MINSK, 9 September (BelTA) - An updated draft decree on agro-ecotourism in Belarus was submitted for consideration at the meeting of Belarusian President Aleksandr Lukashenko with the Council of Ministers' members on 9 September, BelTA has learned.
“I once agreed and gave a start to this wonderful process so that people living in the rural areas, in beautiful corners of our nature, could show this beauty to the people, including foreign visitors. The sector is very important in terms of modernizing rural infrastructure, creating jobs, preserving and augmenting our national cultural traditions, cherishing respect for nature,” the president said.

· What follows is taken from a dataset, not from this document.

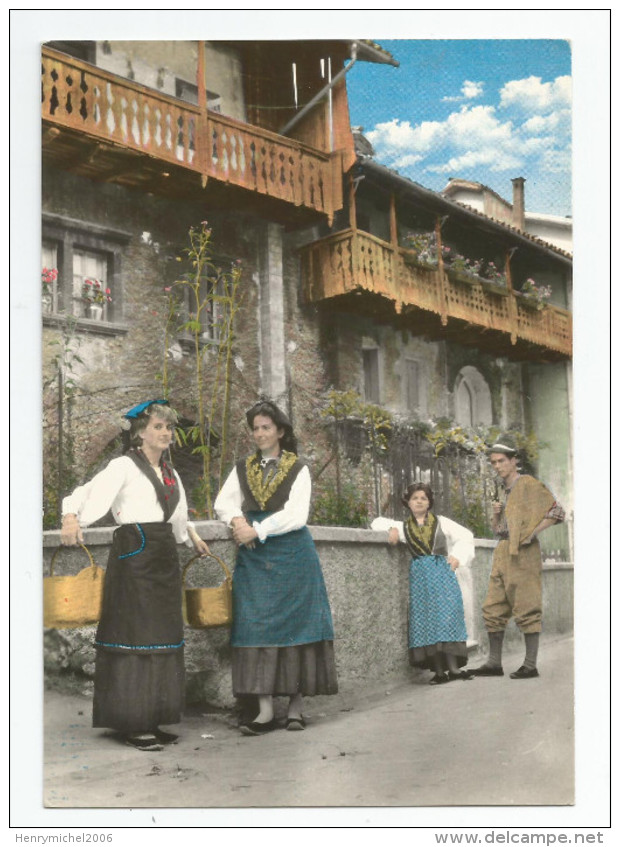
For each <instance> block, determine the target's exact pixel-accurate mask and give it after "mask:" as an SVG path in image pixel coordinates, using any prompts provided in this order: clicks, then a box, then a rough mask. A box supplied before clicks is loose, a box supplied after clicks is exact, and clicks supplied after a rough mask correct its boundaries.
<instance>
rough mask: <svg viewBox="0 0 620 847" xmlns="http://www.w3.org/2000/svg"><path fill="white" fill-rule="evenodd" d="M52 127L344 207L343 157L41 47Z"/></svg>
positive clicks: (42, 72) (241, 185) (68, 56)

However, the president has been reported that some norms of the decree, which regulates the agro-ecotourism sector (Decree No.365 of 9 October 2017), remain on paper only. Specific facts are cited as examples. For instance, there are hotel and restaurant businesses operating under the guise of farm stays, especially near large cities. They do not pay taxes as hotel or restaurant operators. “The hotel business in the city is visible, transparent. It pays appropriate taxes. The same is true about restaurants. They however have built hotels in picturesque places near the city under the guise of agro-ecotourism. I do not mind this. Just pay taxes as hotel operators. They have built luxury restaurants in the countryside. I do not mind it either. Let them be. But pay taxes like the rest of the restaurant business in the country. They have registered themselves as agro-ecotourism and enjoy benefits,” Aleksandr Lukashenko pointed to the unfairness of the situation.

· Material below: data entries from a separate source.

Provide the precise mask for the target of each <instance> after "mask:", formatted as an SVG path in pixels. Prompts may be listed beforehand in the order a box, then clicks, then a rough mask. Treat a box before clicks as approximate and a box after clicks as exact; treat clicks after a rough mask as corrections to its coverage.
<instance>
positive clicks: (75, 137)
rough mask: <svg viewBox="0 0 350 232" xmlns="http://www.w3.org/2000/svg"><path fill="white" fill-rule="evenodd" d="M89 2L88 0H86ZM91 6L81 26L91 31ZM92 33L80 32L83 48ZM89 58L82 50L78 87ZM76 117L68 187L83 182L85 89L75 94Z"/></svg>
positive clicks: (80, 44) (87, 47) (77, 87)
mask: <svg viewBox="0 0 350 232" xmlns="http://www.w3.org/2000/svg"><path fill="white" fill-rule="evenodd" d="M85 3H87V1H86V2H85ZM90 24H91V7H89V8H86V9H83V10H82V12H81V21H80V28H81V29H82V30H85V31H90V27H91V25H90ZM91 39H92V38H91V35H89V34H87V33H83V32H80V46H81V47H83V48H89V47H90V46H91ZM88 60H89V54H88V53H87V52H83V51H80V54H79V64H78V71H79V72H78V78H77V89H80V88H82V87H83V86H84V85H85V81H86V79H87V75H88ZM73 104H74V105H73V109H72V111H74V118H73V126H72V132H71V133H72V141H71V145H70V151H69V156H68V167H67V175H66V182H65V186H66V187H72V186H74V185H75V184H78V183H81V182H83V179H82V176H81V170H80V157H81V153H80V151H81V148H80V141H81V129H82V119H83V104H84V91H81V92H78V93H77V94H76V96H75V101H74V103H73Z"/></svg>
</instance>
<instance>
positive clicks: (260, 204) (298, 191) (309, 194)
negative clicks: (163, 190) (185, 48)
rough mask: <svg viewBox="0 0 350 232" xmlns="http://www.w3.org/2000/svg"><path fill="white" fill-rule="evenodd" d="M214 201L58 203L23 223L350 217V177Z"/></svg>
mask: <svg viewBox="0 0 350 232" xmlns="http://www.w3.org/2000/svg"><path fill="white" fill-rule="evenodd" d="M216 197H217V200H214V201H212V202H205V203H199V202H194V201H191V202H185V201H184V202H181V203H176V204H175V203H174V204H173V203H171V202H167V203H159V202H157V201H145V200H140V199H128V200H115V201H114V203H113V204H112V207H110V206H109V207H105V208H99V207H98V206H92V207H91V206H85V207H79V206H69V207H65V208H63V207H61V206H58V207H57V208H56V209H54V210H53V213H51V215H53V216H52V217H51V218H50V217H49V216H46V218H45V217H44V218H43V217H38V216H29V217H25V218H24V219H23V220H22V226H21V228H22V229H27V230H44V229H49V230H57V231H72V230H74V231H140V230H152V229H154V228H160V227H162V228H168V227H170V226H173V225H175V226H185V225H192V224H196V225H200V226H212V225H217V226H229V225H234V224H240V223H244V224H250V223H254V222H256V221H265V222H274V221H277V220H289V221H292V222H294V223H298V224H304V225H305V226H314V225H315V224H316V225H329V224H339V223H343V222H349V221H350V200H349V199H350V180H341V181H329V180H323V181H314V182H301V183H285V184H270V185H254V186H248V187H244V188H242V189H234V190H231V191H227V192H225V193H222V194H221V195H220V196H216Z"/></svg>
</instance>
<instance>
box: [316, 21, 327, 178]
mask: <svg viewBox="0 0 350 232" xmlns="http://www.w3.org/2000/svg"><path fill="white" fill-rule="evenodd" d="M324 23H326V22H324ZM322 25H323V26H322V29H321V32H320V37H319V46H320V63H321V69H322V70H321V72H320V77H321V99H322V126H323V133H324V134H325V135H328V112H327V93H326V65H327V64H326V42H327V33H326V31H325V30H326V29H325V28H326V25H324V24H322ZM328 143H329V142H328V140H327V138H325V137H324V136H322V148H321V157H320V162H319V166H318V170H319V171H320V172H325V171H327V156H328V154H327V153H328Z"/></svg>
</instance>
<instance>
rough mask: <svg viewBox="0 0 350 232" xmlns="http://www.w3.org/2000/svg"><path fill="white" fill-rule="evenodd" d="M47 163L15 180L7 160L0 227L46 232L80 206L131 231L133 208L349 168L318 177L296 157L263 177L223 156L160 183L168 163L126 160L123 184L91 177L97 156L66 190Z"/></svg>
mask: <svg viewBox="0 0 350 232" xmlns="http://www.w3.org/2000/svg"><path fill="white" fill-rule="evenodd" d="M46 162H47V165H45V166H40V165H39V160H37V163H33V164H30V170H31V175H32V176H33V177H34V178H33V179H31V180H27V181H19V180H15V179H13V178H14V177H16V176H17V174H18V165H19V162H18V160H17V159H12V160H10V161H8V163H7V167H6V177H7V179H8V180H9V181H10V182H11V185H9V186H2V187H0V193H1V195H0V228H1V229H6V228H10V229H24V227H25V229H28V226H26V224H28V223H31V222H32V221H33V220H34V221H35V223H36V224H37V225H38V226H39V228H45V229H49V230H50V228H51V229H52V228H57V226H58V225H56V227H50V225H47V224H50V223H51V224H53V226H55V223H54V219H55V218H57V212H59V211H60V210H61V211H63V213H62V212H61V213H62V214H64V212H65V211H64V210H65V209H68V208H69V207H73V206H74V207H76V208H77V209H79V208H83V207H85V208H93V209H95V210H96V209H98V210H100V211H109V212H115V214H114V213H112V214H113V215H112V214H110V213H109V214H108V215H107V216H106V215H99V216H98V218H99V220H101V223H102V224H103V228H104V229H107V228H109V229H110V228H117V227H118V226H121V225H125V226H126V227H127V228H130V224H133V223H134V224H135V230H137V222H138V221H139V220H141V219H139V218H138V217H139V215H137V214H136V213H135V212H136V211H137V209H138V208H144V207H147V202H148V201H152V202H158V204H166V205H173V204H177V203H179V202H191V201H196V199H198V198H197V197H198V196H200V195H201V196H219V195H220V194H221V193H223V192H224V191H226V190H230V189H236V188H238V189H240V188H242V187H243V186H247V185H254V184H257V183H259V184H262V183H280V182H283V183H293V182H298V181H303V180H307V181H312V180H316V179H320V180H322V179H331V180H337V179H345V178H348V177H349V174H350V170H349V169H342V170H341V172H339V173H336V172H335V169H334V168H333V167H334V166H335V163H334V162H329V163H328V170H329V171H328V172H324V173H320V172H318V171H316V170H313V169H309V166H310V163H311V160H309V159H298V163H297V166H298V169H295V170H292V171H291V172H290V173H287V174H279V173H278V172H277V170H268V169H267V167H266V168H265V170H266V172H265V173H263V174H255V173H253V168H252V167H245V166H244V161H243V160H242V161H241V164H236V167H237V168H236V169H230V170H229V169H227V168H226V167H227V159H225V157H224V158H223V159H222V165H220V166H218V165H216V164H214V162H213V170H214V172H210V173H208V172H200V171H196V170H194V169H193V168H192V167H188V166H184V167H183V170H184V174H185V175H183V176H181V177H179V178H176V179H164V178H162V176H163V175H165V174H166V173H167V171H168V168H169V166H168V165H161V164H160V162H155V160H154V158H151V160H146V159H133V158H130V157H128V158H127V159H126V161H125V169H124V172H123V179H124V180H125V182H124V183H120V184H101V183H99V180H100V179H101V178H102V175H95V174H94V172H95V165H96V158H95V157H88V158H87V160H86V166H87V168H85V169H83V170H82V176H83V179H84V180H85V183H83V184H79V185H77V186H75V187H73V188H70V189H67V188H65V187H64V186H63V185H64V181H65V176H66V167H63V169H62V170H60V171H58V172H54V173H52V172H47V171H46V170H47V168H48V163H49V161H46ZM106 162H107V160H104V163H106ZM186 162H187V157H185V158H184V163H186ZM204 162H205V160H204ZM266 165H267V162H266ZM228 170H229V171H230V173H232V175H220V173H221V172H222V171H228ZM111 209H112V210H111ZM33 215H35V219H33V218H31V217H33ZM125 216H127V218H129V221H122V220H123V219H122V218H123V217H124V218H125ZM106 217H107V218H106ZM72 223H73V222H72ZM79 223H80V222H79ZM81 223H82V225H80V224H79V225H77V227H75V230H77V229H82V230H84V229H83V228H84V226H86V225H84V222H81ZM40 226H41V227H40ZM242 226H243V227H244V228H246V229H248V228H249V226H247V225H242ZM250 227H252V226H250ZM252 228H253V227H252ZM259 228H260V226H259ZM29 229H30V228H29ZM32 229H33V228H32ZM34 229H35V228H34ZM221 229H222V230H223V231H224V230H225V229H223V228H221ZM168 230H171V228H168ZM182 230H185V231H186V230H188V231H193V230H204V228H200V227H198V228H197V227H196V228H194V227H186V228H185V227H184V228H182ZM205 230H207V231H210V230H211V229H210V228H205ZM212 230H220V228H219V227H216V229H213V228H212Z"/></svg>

The president asked to report on the plans to regulate the activities of unfair farm stay operators who have turned their facilities exclusively into hotel complexes. “We should have noticed such developments long before. We should have done it at the very beginning,” he said.
Aleksandr Lukashenko was also interested in how the discussed proposals would affect farm stays located far from big cities: “They have survived difficult coronavirus times, work honestly and continue developing their potential year after year. One thing is to open hotels and restaurants near big cities under the guise of farm stays, and another is to operate such facilities in faraway corners of the country. As they used to say in Odessa, these are two big differences.”
“It is also crucially important to see how the proposed changes will stimulate the development of regional initiative and certain areas,” the Belarusian leader added.